Georgia Senate Runoff Elections
Georgia may have turned blue in the presidential race, but its two Democratic Senate candidates haven’t yet won their races. Unless a candidate gets 50% or more of the votes, the top two vote-earners have to compete in a runoff election on Tuesday, January 5, 2021. This happened in both of the Senate races this last Election Day. Senator David Perdue and Senator Kelly Loeffler are the Republican incumbents, and Reverend Raphael Warnock and Jon Ossoff are their Democratic challengers. Warnock’s and Ossoff’s victories would mean a 50-50 split in the Senate, allowing Kamala Harris, as vice president, to cast a tie-breaking vote to pass legislation. TL;DR: The Senate runoff elections in Georgia are very important, and there are ways that you can help!
If you live in Georgia and are turning 18 by January 5, then you should definitely register to vote by December 7 if you haven’t already done so. You can also donate to the Democratic candidates, Ossoff and Warnock. And there are ways to work, either in-person or remotely, with Fair Fight Action, the organization founded by Stacey Abrams in 2018 to address voter suppression.
Hold Elected Officials Accountable
This is not the time to sit back and relax. This is not a time to “stan” Biden and Harris. A switch from a Republican president to a Democratic president does not mean the world is suddenly saved and at peace. The Obama administration initiated the practice of putting kids in cages at the border, and while liberals at the time didn’t seem to care—at least on a visibly public level—they started to when Trump continued this same practice. These newly elected officials are not any less subject to the influence of wealth, the police state, the military-industrial complex, etc. These are all problems that have been built into the political system of the United States since its founding. Just as we held Trump and his administration accountable, so too must we hold these newly elected officials accountable. Holding them accountable doesn’t just mean voting them out of office every few years, but also means organizing on local and national levels. It means continuing to call, to petition, to protest, and to start conversations with people around you. Without this continued drive, the officials we elected will most likely continue to endanger marginalized communities. Please keep paying attention and taking action.

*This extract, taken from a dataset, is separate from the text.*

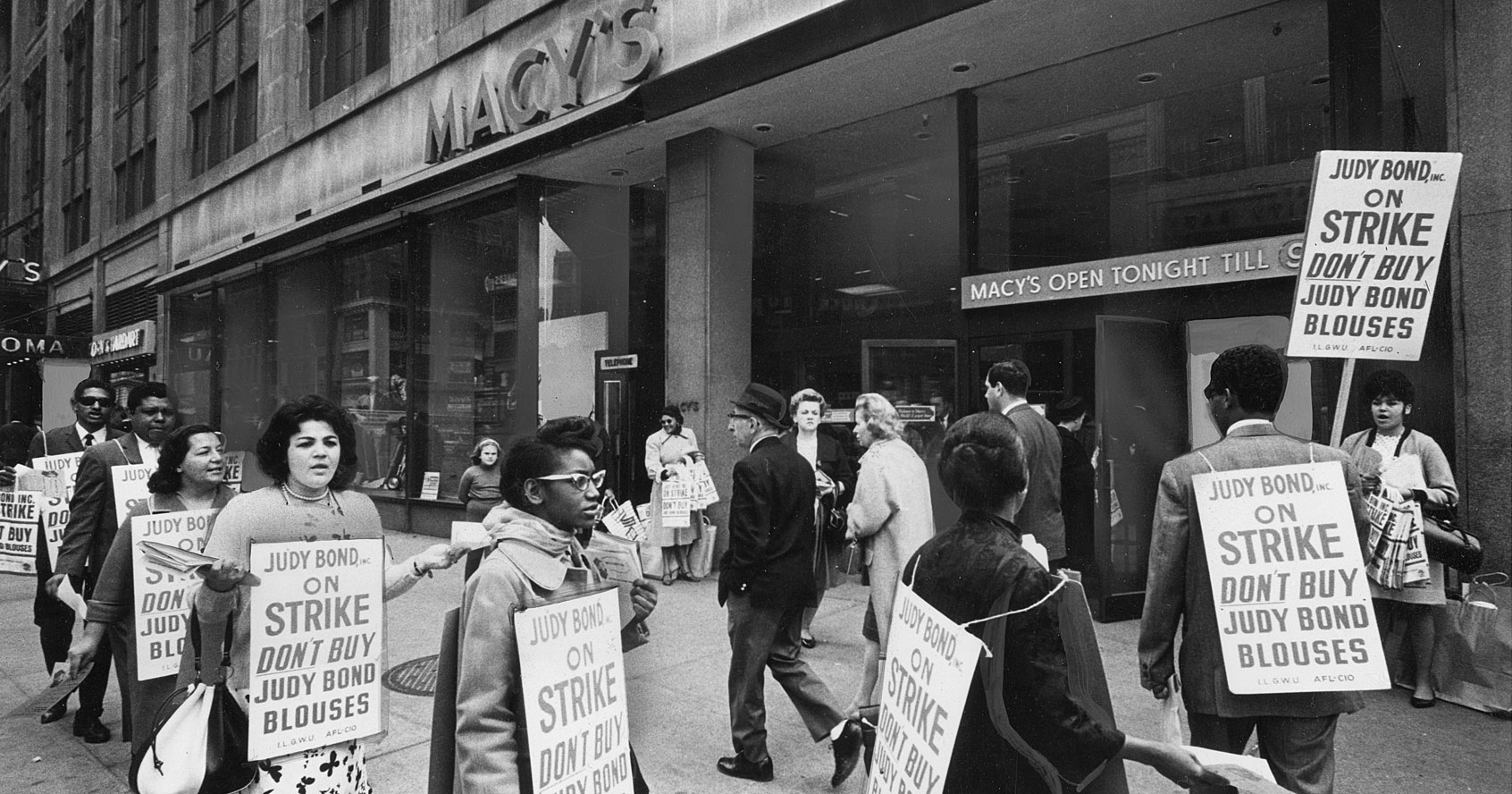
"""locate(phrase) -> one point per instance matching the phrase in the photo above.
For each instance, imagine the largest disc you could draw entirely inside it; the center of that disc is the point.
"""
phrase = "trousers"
(767, 638)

Supporting Mutual Aid Projects
Mutual aid projects are a form of civic engagement where people take responsibility for caring for one another, changing political conditions, and showing solidarity. Mutual aid groups are open for all to participate in, emphasizing a non-hierarchical and non-bureaucratic structure where members control all resources as opposed to charities which follow a top-down approach and are ruled by government regulations that impose eligibility criteria, limiting the people that can receive help. Mutual aid groups seek immediate results that are beneficial to all members of the groups, making it their first priority to help those who need it most and not relying on the lengthy and tired process of attempting to convince politicians and corporations to care about them. You can help these mutual aid groups by donating money, material goods, or services. There are tons of mutual aid projects, so it might be best to start with researching to find the ones closest to you.
Appreciating and Supporting BIPOC
During this election cycle, it became clearer than ever that the organizing of Black, Indigenous, and other people of color is what enabled Biden and Harris to win the election. Look at the Navajo Nation, and you’ll find that their turnout rate increased and that 97% of them voted for Biden. In Georgia, Stacey Abrams, Helen Butler, Nsé Ufot, Deborah Scott, Tamieka Atkins, and many other Black women helped register more than 800,000 new Georgia voters. We need to support and appreciate these women and countless other BIPOC organizers by continuing to listen to their voices. While people of color carried Biden to victory in many swing states, 55% of white women and 58% of white men voted for Trump. Our communities need to learn to support and listen to the BIPOC, and not only after an election or some other grand victory, either. It should be every day, and it should not decrease just because of this “victory.” Black lives still matter. Indigenous people still need their land back. Lots of work must continue, and it starts with everyday appreciation and support.
The electoral system in the United States was always an exclusionary system, barring people of color, women, youth, and many others from participating in elections, and this is still largely the case today. Incarcerated people cannot vote in most states, young people cannot vote, and people living in American territories cannot vote. While it can be important to participate in the electoral system—like by helping with Georgia’s senate runoff elections—it is even more important to participate outside of it. Only then can change truly happen.